The work meant something more to me, and it still does. As a Xicana and former community college student who was kicked out on academic probation, conducting my research affirmed that I am here. I made it to this place after everyone else told me I couldn’t. After moving out of my parents’ home at 18 knowing that I wouldn’t have their support in school, after getting kicked out of community college, after marriage and later after divorce so I could go to grad school, after deciding to move a couple of states away to pursue this far-fetched dream, I got a Ph.D. — even when the statistics and people told me every day that I couldn’t.
You saw something in me and reminded me on the days when I couldn’t see it in myself anymore. This hunger for a place to be safe where there is no safety, to create something new and stay rooted at the same time. I was reminded in this process of my own grandmother, who told me in the first and only conversation I had alone with her after learning Spanish as an adult, two weeks before she passed, “Don’t forget where you come from.” I promised her I never would. I didn’t.
You understood because you knew what it was like to leave home. I came to learn how your home was farther. Your home is an island that cannot be forgotten no matter how far it is on a map. I see now how you created this new home for not only me but also for many people who walked through the doors of your office and sat in your classroom.
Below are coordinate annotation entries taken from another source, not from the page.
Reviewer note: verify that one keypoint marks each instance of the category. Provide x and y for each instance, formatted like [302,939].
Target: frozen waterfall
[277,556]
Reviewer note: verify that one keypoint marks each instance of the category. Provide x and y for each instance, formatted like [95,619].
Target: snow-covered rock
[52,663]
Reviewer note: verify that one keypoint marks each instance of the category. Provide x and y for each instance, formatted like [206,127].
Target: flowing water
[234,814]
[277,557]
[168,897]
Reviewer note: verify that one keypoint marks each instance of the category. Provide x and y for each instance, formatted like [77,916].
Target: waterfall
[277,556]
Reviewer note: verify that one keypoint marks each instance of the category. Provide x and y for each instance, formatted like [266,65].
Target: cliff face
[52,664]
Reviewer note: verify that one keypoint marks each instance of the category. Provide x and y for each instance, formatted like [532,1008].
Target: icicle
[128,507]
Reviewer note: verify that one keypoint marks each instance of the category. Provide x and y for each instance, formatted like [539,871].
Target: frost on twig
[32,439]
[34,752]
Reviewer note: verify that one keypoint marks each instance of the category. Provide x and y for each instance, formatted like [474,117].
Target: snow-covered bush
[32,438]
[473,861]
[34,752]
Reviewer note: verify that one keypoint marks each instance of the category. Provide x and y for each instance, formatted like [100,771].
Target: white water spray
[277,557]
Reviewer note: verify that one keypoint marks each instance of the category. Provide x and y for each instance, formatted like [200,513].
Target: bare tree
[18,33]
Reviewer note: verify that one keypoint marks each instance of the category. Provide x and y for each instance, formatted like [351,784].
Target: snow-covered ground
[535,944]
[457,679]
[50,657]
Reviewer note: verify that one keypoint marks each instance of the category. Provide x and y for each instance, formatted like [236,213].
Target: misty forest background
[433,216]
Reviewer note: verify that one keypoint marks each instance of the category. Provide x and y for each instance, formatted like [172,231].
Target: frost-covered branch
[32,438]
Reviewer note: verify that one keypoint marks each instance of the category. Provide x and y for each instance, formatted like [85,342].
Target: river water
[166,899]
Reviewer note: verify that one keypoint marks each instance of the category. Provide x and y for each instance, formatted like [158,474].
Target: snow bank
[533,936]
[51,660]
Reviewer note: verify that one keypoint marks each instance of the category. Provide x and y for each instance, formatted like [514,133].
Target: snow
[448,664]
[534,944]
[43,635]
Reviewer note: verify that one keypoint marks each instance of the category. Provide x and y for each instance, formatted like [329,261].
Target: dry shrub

Because as women of color in academe, we are often surrounded by turbulent seas and choppy waters and sharks that wish to do nothing but devour us. You protected us. You gave strength. You built us up to believe in our own voices and words when so many other people diminish and silence us every single day.
And as we sat in my favorite cafe one week — after I successfully defended my dissertation and a couple of days before I left town to move back to California with my toddler son as a single mama — you said no goodbye. But you caught me off guard when you held my shoulders, looked at me and said, “We built this ship strong and not to sink, and Irene, you will not sink.” Then, you turned and left and walked out the door. I paused for what seemed like an hour, a little shocked by it.
I will not sink.
I will not sink. You made sure of that. So no matter how tough these times are now and how turbulent these waters have been post-Ph.D. (because they have been much more turbulent), I make sure I remember I can’t sink, because I need to carry on the work as long as I am here.
You are here. We are here. And there are other women who need us to ask the important questions about why we are here that the academy wants us to forget.